Exports of agricultural and fishing products as well as automotive products also grew in October. In contrast, declines were recorded in exports of machinery and equipment and energy products.
Export volumes increased 3.0% and prices edged up 0.1% during the month.
Imports increased 1.2% to $35.5 billion, as import volumes grew 1.7% while prices declined 0.5%. Import volumes have been on an upward trend since March 2009.
Energy products led the growth in overall imports, followed by automotive products and other consumer goods. These gains were moderated by a decline in imports of industrial goods and materials.
As a result, Canada's trade deficit with the world narrowed to $1.7 billion in October from $2.3 billion in September.
Exports to the United States increased 0.4% while imports grew 1.7%. Consequently, Canada's trade surplus with the United States declined from $1.4 billion in September to $1.1 billion in October, the smallest trade surplus with the United States since September 1992.
Exports to countries other than the United States rose 10.1% to $10.1 billion, their highest level since November 2008, while imports edged up 0.3%. Therefore, Canada's trade deficit with countries other than the United States declined from $3.7 billion in September to $2.8 billion in October.
Metals and metals ores lead the growth in exports
Exports of industrial goods and materials rose 13.7% to $8.9 billion, their highest level since November 2008. Volumes accounted for almost two-thirds of the gain. Metals and alloys increased 17.8%, as exports of precious metals reached a record high of $1.6 billion in October. Metal ores rose by 48.9%, led by record exports of copper ores. Other ores, namely precious metals in ores, and nickel ores also contributed to the growth in the sector.

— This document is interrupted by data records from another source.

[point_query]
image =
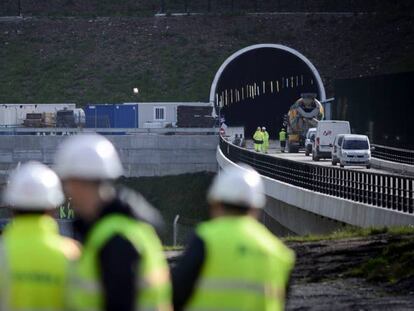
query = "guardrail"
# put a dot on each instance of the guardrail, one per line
(381, 190)
(393, 154)
(106, 131)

Exports of agricultural and fishing products increased 7.5% to $3.2 billion, their highest level since June 2009. The growth mainly resulted from a 5.8% rise in volumes. Exports of other crude vegetables, namely soya beans, posted solid gains during the month.
After four months of decline, exports of automotive products increased 3.5% to $4.9 billion, as a result of higher volumes. Exports of passenger autos rose 2.0%, following an 11.0% decline the previous month. Trucks and other motor vehicles increased, mainly reflecting higher exports of snowmobiles.

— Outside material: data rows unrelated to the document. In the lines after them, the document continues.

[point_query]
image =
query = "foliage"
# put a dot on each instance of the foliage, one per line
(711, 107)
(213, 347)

In contrast, exports of machinery and equipment fell 2.5% to $6.6 billion, as volumes decreased. The decline was a result of a 24.2% decrease in exports of aircraft, engines and parts.
Energy products exports decreased 2.6% to $6.4 billion, as prices fell 8.8% while volumes grew. Lower exports of natural gas were the main factor behind the decline, reflecting a drop in prices. Exports of crude petroleum rose 2.8% and moderated the decrease in the sector.

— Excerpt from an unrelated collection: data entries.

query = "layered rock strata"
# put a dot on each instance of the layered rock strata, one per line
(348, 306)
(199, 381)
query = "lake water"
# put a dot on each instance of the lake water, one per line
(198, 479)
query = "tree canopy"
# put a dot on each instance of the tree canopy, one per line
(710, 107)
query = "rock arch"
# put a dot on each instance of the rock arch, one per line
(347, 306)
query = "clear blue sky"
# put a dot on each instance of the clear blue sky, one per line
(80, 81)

Higher volumes of energy products boost imports
Imports of energy products rose 8.3% to $3.4 billion, as volumes increased 8.5%. Imports of petroleum and coal products accounted for the increase in the sector, reflecting higher imports of motor gasoline. Imports of crude petroleum, down 4.7%, declined for a second consecutive month.
Imports of automotive products grew 1.5% to $5.6 billion, a result of higher volumes. After four months of decline, imports of motor vehicle parts rose 2.9% and accounted for over three quarters of the gain in the sector. Imports of trucks and other motor vehicles also increased, reflecting the demand for full size pick ups.
Other consumer goods imports increased 1.2% to $5.0 billion, as volumes grew 2.7%. Imports of miscellaneous consumer goods, which include diverse items such as photographic goods and house furnishings, led the gain. Imports of apparel and footwear, up for an eighth consecutive month, also contributed to the gain in October.
Machinery and equipment imports remained relatively unchanged (+0.1%) at $10.1 billion, although volumes rose 0.5%. Other transportation equipment, namely ships and boats, increased during the month as new tariff relief measures came into effect in October.
Imports of industrial goods and material declined 2.6% to $7.4 billion, mainly a result of lower volumes. The decrease was led by other iron and steel products, specifically casing, tubing and drill pipe used in drilling for oil and gas. Other chemicals and related products, and organic chemicals including medicinal ingredients, also declined.